Presence/Absence: Content truly new or deleted.
Semantic Modification: Content that exists in both files but has been altered.
Structural/Positional Changes: Content that is identical or similar but appears in a different location or with different surrounding context.

The primary output should be human-readable and focus on meaningful changes, abstracting away minor reordering or purely decorative differences where possible.

Use Cases

Comparing Code Concatenations: Analyzing outputs from tools that merge multiple source files, where the order of concatenation or per-file wrappers (e.g., <file path="...">...</file> vs. --- filename ---) might differ.
Refactored Code Analysis: Identifying core logic changes when code has been moved between files or functions, or when comments and formatting have changed extensively.
Document Versioning: Comparing document drafts where paragraphs or sections might be reordered or rephrased.
Configuration File Comparison: Understanding changes in configuration files where order might not be significant for some blocks, but value changes are.
Identifying Plagiarism or Content Reuse: Finding significant chunks of identical or very similar text between two large documents.

Core Processing Logic & Priorities

The diffing process follows a multi-stage approach, prioritizing robust matches first:

Global "Megablock" Matching (Line-Checksum Based):
- Both input files are initially broken down into individual lines.
- Each line is normalized (trimmed, lowercased, multiple spaces collapsed) and a checksum is calculated.
- The tool iteratively finds the longest contiguous sequences of lines that have identical checksum sequences in both files. These sequences must meet a minimum length (e.g., 3 lines) to be considered a "megablock."
- These megablocks are marked as definite UNCHANGED anchors. They represent large, identical portions of content present in both files, regardless of their absolute position.

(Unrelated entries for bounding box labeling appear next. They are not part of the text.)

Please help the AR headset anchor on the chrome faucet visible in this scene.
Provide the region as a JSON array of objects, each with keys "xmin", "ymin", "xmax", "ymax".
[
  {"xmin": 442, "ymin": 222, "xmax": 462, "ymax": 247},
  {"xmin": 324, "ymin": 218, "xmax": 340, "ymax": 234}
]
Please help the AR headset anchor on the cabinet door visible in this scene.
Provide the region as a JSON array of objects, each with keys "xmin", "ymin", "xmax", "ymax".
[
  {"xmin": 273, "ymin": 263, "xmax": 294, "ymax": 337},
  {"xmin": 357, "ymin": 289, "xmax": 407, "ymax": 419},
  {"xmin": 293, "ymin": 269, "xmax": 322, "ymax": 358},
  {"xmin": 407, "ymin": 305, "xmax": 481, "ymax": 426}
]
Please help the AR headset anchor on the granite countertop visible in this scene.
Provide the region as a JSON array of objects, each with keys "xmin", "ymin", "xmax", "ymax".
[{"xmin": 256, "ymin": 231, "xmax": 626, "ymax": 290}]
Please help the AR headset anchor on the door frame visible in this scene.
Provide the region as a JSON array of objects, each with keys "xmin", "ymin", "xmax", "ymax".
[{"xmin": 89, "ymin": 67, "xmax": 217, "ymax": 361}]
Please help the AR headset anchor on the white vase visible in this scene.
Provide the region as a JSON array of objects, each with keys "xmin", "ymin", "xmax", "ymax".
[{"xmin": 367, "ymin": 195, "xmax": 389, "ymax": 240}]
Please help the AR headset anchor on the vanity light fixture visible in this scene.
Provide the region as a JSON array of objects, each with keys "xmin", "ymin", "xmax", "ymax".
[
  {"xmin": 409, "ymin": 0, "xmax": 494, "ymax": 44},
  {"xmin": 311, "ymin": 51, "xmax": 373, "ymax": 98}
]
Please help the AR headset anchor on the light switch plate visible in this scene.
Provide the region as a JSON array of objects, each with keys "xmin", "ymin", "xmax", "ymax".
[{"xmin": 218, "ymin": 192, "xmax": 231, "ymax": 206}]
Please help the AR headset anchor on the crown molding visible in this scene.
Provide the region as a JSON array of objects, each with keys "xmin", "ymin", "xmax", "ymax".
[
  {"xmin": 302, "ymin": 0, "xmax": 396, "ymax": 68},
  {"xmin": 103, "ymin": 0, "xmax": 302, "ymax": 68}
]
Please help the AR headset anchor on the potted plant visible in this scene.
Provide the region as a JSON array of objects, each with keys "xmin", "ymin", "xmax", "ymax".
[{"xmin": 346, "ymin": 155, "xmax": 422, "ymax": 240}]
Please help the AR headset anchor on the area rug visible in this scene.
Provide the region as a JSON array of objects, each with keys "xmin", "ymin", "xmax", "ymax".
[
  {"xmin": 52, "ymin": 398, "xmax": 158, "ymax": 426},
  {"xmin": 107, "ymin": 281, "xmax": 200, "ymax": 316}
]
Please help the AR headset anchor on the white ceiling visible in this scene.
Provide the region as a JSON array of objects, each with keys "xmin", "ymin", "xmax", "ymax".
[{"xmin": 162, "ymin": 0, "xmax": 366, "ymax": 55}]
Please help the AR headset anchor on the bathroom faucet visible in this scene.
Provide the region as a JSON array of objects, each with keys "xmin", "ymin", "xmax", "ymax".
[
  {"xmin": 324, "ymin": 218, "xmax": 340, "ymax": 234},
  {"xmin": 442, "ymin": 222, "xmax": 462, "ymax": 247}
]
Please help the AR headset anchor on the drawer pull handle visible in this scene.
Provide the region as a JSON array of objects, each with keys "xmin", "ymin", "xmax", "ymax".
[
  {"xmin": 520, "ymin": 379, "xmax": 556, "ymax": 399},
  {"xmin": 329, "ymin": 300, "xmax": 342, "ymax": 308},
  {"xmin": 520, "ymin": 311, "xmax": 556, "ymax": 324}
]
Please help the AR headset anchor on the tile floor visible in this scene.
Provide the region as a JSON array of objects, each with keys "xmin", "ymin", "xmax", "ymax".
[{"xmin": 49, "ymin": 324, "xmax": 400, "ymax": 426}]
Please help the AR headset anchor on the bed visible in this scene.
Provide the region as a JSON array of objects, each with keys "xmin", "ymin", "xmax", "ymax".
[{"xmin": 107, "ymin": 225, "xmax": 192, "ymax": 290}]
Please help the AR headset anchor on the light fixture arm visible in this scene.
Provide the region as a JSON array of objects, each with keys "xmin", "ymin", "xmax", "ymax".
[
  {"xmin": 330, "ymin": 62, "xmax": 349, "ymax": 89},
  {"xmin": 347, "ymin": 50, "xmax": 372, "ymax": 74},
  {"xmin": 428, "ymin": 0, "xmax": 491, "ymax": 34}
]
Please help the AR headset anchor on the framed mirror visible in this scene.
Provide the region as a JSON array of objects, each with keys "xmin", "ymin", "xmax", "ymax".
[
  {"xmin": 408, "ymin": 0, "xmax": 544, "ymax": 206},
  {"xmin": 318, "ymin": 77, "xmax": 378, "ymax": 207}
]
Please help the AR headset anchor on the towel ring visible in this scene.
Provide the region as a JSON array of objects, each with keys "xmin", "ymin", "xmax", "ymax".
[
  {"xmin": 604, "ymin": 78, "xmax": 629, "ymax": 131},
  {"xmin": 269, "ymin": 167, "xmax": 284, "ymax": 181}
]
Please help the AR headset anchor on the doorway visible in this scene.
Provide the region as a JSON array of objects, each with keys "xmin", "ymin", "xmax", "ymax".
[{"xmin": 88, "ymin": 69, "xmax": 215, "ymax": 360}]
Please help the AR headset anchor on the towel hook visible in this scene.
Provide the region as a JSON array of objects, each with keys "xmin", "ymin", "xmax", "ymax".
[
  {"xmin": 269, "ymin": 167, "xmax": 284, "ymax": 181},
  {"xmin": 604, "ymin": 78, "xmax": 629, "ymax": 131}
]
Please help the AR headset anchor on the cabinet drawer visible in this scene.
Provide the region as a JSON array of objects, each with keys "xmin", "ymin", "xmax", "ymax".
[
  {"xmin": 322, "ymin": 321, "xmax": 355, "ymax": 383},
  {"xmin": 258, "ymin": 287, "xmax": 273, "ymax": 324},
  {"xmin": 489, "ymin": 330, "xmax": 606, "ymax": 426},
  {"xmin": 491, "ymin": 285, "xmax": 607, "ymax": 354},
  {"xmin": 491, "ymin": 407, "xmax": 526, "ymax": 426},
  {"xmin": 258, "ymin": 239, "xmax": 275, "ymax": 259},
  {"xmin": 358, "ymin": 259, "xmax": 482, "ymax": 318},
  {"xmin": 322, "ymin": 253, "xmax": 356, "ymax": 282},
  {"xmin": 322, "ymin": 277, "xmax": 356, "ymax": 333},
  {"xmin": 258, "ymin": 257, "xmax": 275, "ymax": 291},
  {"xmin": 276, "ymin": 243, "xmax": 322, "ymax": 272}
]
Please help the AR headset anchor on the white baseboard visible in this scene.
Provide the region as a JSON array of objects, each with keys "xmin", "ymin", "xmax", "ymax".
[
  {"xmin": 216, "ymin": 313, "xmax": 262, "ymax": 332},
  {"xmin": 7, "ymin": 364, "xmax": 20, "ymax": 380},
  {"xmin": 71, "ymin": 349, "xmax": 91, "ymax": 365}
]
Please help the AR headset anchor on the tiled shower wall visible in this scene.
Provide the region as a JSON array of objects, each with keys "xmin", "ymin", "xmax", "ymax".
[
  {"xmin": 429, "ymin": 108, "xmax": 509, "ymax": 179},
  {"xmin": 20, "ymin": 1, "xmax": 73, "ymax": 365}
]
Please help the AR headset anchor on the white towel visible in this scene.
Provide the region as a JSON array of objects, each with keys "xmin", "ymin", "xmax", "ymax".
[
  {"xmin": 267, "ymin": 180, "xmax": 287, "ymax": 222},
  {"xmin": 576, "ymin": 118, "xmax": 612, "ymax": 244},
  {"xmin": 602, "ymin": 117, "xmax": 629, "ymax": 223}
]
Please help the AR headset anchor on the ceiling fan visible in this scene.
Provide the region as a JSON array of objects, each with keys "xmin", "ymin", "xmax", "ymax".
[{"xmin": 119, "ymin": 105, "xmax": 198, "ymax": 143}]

Lines consumed by megablocks are excluded from further processing in this stage.
Gap Segmentation (Paragraph-Based):
- The lines not part of any megablock form "gaps" in both files.
- The text within these gaps is then segmented into paragraph-like ContentBlocks using double newline (\n\s*\n) as a separator. Each block is normalized for comparison.
Semantic Matching of Gap Paragraphs:
- Paragraph blocks from File A's gaps are compared against paragraph blocks from File B's gaps using a semantic similarity metric (currently Levenshtein distance on normalized text).
- A similarity threshold (configurable via --threshold) determines if two gap paragraphs are considered a MODIFIED pair. A heuristic is applied to only attempt semantic matching for paragraphs exceeding a minimum line count (e.g., 3 lines) to avoid spurious matches of very short, common phrases.
- Paragraphs are matched greedily: each gap paragraph from File A finds its best available semantic match in File B.
LIS (Longest Increasing Subsequence) for Positional Analysis:
- All paired blocks (megablocks from Step 1, type UNCHANGED; and matched gap paragraphs from Step 3, type MODIFIED) are collected.
- These pairs are sorted based on the start line of their File A block.
- The LIS algorithm is applied to the start lines of the corresponding File B blocks.
- Pairs whose File B blocks form part of this LIS are considered "in place." Their type remains UNCHANGED or MODIFIED.
- Pairs not in the LIS are re-categorized as MOVED. Their original similarity score (if from a semantic match) is retained.
Identifying Added/Deleted Gap Paragraphs:
- Gap paragraphs from File A that were not part of a megablock and did not find a semantic match become DELETED.
- Gap paragraphs from File B that were not part of a megablock and did not find a semantic match become ADDED.
Line-Level Diff for Modified Blocks:
- For paragraph blocks ultimately classified as MODIFIED (either in-place or moved but with content changes), a secondary line-level diff is performed on their original text using the diffmatchpatch library. This provides a detailed breakdown of character/word-level changes within those modified paragraphs.
Output Generation:
- Results are grouped by type (NEW, DELETED, MOVED, CHANGED, UNCHANGED_IN_PLACE).
- A compact summary is shown by default.
- The --details flag allows users to specify which sections to view in full detail. In detailed view, adjacent or nearly adjacent blocks of the same type are coalesced for readability (see "Coalesced Output" below).
- The --focus flag reports on the status of a specific line range from File A.

Features

Megablock Matching: Identifies large identical sections first to anchor the diff.
Paragraph-Level Semantic Diff: Compares non-identical sections based on content similarity rather than strict line order.
Levenshtein Distance: Used for semantic similarity scoring (placeholder for future embedding models).
Moved Block Detection: Uses LIS to distinguish blocks that changed position from those truly new/deleted or modified in place.
Line-Level Sub-Diffs: Shows detailed changes within larger "modified" paragraph blocks.
Configurable Similarity Threshold: --threshold flag.
Selective Detailed Output: --details flag (e.g., new,deleted, moved, all).
Focus Mode: --focus n,m flag to query the status of specific lines in File A.
Debug Mode: --debug flag for verbose internal logging.
Coalesced Output: In detailed views, blocks of the same type that are (nearly) adjacent in their respective source files are grouped. For NEW and DELETED blocks, this adjacency is determined by their line numbers in the source file, ensuring that only genuinely contiguous new or deleted content is grouped. This prevents misleadingly large line ranges when, for example, a file has a new header and footer but the content in between is matched or moved. For MODIFIED, MOVED, and UNCHANGED blocks, coalescing primarily considers adjacency in File A, and then File B.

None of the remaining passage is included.